Start the New Year right by checking out this illuminating documentary: What Was Ours. It’s past time those of us in the States learned about the people whose ancestral lands, and often current lands, we occupy. And I mean learn about the people living now, not just their ancestors. Over and over I see Indigenous People ask that others 1) Realize they are still here and didn’t get wiped out entirely 2) See them in their current context instead of pretending they haven’t changed in hundreds of years.

It’s no accident that most Americans cannot and will not do either.

As I write this, they’re building another deadly tar sands pipeline in Northern Minnesota, ON ANISHINAABE LAND, against the express wishes and protests of the Red Lake Band of Chippewa and the White Earth Band of Ojibwe and anyone who cares about clean water and soil and sustainability and LIFE.

The genocide of Indigenous Peoples isn’t historical record, it’s on going fact. From Missing and Murdered Indigenous Women to the US consistently breaking treaties to sustained attempts to wipe out Indigenous cultures entirely through forced assimilation and preventing tribes from having access to their own artifacts and histories.


The last bit brings us to today’s recommended viewing. Here’s the synopsis from the Vision Maker Media page for What Was Ours:

“An Eastern Shoshone Elder and two Northern Arapaho youth living on the Wind River Indian Reservation attempt to learn why thousands of ancestral artifacts are in the darkness of underground archives of museums and churches, boxed away and forgotten.
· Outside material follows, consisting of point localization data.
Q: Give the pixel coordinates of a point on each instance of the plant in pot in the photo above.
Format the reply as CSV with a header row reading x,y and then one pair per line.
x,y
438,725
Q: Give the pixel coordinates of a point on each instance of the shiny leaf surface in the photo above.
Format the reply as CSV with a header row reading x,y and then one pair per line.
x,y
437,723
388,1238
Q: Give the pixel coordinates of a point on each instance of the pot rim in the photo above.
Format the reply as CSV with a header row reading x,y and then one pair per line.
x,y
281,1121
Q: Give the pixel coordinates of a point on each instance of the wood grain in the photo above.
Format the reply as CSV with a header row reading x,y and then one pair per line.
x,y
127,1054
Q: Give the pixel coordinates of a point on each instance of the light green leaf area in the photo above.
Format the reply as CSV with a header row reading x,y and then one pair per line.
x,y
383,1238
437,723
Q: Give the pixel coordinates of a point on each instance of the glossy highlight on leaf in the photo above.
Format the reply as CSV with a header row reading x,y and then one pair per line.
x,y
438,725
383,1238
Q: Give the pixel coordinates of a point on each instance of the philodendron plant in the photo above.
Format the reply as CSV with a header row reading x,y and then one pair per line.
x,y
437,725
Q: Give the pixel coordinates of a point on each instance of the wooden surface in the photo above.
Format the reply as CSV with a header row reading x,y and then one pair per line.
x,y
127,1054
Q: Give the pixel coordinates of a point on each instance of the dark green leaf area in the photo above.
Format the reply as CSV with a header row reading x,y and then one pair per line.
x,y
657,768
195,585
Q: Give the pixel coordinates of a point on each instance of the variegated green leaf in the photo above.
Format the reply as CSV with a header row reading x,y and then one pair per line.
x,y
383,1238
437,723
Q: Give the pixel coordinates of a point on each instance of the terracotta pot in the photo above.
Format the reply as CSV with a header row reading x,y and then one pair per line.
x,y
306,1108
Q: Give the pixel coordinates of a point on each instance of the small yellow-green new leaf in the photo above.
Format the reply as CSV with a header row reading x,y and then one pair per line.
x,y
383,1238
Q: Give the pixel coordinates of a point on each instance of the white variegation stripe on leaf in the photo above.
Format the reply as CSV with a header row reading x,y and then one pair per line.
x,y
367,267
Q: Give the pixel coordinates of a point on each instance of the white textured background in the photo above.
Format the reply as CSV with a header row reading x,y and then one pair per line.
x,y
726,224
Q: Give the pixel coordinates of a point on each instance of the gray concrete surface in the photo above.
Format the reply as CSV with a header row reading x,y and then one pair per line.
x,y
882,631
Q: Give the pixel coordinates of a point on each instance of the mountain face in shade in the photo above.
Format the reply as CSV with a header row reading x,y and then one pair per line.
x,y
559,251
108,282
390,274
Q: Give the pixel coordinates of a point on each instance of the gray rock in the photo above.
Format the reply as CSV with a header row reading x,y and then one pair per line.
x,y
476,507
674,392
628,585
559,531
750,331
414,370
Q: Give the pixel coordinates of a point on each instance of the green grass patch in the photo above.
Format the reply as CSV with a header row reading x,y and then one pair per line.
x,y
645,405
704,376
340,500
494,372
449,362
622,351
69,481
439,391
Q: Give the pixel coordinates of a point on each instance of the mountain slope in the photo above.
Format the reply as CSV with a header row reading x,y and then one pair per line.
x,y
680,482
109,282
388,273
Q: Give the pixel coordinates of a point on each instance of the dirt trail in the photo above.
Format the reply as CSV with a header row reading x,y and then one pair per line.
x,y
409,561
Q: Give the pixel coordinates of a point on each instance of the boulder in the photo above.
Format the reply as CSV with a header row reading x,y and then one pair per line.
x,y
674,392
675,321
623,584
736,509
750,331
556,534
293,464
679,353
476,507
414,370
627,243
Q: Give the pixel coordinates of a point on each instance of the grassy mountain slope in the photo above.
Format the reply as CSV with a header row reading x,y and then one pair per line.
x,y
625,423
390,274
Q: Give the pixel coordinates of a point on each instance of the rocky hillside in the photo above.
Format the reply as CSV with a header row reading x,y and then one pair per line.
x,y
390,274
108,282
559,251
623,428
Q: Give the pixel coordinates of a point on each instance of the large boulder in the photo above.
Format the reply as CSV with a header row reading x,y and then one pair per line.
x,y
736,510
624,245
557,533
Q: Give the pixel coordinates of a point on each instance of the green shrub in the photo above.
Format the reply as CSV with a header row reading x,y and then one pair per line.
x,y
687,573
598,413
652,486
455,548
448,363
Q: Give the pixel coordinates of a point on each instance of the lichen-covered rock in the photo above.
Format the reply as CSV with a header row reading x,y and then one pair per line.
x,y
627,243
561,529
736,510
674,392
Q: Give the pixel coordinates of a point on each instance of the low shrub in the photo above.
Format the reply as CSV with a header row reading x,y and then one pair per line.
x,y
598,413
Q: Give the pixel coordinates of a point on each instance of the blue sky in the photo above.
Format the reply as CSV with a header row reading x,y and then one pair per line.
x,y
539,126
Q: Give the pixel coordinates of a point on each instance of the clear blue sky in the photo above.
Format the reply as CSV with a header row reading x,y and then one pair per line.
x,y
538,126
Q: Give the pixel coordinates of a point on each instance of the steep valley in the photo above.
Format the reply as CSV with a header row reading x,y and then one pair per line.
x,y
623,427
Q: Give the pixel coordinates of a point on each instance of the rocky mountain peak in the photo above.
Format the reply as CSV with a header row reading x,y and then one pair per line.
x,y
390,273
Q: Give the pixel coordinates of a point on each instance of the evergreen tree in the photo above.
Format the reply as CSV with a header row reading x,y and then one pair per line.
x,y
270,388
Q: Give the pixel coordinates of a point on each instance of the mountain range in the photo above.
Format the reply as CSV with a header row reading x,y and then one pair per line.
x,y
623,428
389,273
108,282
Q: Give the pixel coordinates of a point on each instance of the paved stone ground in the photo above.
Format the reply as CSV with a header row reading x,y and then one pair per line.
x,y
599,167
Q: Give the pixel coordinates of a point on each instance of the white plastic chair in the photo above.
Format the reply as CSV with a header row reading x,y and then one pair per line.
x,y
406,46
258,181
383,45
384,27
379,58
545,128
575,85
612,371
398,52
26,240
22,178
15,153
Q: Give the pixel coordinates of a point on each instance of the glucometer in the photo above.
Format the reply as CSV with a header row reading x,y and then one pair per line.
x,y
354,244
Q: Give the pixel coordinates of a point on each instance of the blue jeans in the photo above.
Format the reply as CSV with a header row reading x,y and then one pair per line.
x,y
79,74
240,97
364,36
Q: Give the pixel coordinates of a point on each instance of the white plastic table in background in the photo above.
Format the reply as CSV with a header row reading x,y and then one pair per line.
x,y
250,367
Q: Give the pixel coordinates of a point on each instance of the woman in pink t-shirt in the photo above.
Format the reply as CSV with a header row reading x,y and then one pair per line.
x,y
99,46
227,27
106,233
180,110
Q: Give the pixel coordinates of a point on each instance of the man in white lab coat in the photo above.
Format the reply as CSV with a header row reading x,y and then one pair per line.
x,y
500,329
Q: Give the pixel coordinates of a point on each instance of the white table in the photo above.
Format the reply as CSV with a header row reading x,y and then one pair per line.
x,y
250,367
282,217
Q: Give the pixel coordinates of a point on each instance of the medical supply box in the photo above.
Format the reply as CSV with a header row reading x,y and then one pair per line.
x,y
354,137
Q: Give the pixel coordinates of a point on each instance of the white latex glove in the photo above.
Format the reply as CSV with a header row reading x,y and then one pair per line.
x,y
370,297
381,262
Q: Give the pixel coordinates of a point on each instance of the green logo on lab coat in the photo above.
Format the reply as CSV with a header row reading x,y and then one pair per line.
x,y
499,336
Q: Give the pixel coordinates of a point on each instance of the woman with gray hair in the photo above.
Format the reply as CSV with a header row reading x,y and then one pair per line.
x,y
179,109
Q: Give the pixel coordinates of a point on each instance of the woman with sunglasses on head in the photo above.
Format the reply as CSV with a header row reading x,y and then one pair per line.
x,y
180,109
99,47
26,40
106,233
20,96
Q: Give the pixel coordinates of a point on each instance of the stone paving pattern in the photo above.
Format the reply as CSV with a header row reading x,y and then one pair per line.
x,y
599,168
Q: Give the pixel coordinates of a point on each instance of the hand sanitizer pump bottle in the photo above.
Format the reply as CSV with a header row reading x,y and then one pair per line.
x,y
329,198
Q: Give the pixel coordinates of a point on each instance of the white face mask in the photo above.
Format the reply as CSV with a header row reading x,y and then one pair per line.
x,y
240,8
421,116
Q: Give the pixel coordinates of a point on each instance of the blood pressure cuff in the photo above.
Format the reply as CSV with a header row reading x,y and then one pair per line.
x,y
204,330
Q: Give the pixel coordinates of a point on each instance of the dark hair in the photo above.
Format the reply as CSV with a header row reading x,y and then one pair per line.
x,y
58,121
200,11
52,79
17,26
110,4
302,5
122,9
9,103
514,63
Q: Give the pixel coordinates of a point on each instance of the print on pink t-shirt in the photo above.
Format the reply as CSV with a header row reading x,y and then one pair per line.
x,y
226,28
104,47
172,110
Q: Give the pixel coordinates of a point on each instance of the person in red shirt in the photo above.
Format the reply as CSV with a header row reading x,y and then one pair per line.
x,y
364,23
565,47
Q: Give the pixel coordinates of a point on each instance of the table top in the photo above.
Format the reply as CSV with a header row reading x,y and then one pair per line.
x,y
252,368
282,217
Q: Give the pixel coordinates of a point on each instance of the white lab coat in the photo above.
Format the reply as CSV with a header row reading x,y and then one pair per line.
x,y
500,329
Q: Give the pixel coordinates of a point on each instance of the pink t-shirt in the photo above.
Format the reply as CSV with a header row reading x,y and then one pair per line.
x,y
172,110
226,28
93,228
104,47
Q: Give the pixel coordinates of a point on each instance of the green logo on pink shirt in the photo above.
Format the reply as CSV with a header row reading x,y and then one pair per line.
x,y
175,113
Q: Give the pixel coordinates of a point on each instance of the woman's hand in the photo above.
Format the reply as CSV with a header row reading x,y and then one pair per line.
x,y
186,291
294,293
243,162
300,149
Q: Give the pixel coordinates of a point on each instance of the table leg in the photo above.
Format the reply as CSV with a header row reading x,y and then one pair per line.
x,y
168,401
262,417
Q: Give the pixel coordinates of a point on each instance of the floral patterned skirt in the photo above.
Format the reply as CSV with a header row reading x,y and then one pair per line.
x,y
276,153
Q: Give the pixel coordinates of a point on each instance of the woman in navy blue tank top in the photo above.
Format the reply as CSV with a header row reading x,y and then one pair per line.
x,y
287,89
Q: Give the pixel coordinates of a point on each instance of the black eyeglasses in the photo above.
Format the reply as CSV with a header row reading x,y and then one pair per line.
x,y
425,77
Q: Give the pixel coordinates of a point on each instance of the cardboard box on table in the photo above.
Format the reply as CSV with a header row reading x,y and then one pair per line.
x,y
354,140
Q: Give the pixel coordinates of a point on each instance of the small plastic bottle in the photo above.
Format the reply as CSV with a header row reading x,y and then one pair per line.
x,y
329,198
Like millions of indigenous people in many parts of the world, they do not control their own material culture. It is being preserved, locked away, by ‘outsiders’ who themselves do not know what they have.”

What Was Ours is streaming on amazon and may be available through PBS, where it has also aired. The one issue I had is amazon’s and not the films. I use subtitles, and for some awful reason, whoever made the English subtitles very often included “[mumbles]” instead of bothering to learn and transcribe Arapaho and Shoshone terms and sometimes, just words in general that even I, with my audio processing issues, could make out. I found the lazy subtitles with their gross accusations that the speakers weren’t speaking clearly EXTREMELY OFFENSIVE on multiple levels. So know that if you too use subtitles, that’s what you’re getting, but hearing people can in fact understand the speakers if they try.

I know this post could generally be considered depressing, but silence is violence and choosing not to learn the truth about the empire you live in and the atrocities it continues to commit in your name is a moral choice. I’d rather know so I can do the things that need done while also learning how to be a better, more respectful, more educated and inclusive person in general.

The film is brilliant and enjoyable and illuminating. I learned a lot and now have an even broader understanding of my commitments to landback and native sovereignty.